First, we need our CI tooling to be capable of leveraging VMware's NSX-T Community module:

1ansible-galaxy collection install git+https://github.com/vmware/ansible-for-nsxt

**Note: This requires Ansible 3.0 or higher to leverage the "Galaxy install from git+https" feature. This software package is not hosted on Ansible Galaxy

Building the playbook

To an Ansible engineer, this part might be a bit bothersome. Since we're interacting with an appliance, there are several differences compared to canonical Ansible playbooks:

  • Inventory: Playbooks for network providers specify targets inside of their module, not using Ansible's inventory. If an inventory is used, the playbook will execute once on every inventory host, targeting the same destination device - not good.
  • Credentials are stored internally to the leveraged module
  • Any parameters that would constitute the thing that the playbook should build

Now that we have the required software, the next step would be to map out what to build. Playbooks typically have documentation on what parameters it will accept to perform work. Example here.

Let's take what will probably be the most common deployment to automate - network segments:

Executing the Playbook

When writing playbooks that will be frequently re-used, I like to leverage Jinja in the playbook, denoted by {{}} to morph to whatever need I have at the moment. Ansible supports loading variables with the --extra-vars "@{{ filename }}" statement:

1ansible-playbook create_segments.yml --extra-vars "@segment_vars.yml"  

Credential Management

I've glossed over a particularly important aspect of automation here - what credentials do we use?

Generally, I prefer to perform "hands-free" execution of aspects like this, so the provided playbook is designed to leverage the "Credentials as Environment Variables" feature in Jenkins automatically.

What I think of the Module

ansible-for-nsxt is a community maintained module, so expectations for the automation features should be set at the price paid for the software. I've tested this platform quite a bit, and the issues that I encountered appeared to be code obfuscation.

Digging deeper into the Ansible modules themselves, the biggest reason for this is NSX-T's declarative API - it makes more sense to not code those things at all and simply leverage the API. This resonates with me quite a bit!

VMware's community also has built testing into the repository, which seems to indicate that that testing is automated!

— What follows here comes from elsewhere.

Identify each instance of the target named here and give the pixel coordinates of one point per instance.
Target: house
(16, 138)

I do have two complaints about this module:

  • No maintainer for Ansible Galaxy means that Ansible 2 users (Red Hat shops) will have a difficult time installing the software from GitHub
  • Not all modules fully support IPv6 yet

Lessons Learned

Testing Idempotency

When looking to leverage automation at work, change safety is often provided as the primary reason not to do it.

It's okay not to trust automation with your production network, that's what testing is for.

When implementing an automation play like this in a production network, we need to evaluate whether or not it's safe to execute.

The first aspect to test when planning to automate a play will be idempotency, or how executing a play should consistently cause the desired state defined in the playbook, and not to impact services unnecessarily (ex. by deleting and re-creating something).

Idempotency is extremely important with infrastructure, we can't afford downtime as easily as other IT professions. The good news is that it's pretty easy to achieve:

1ansible-playbook create_segments.yml --extra-vars "@segment_vars.yml"  
2ansible-playbook create_segments.yml --extra-vars "@segment_vars.yml"`

The second executed playbook should return a status of "ok" instead of "changed".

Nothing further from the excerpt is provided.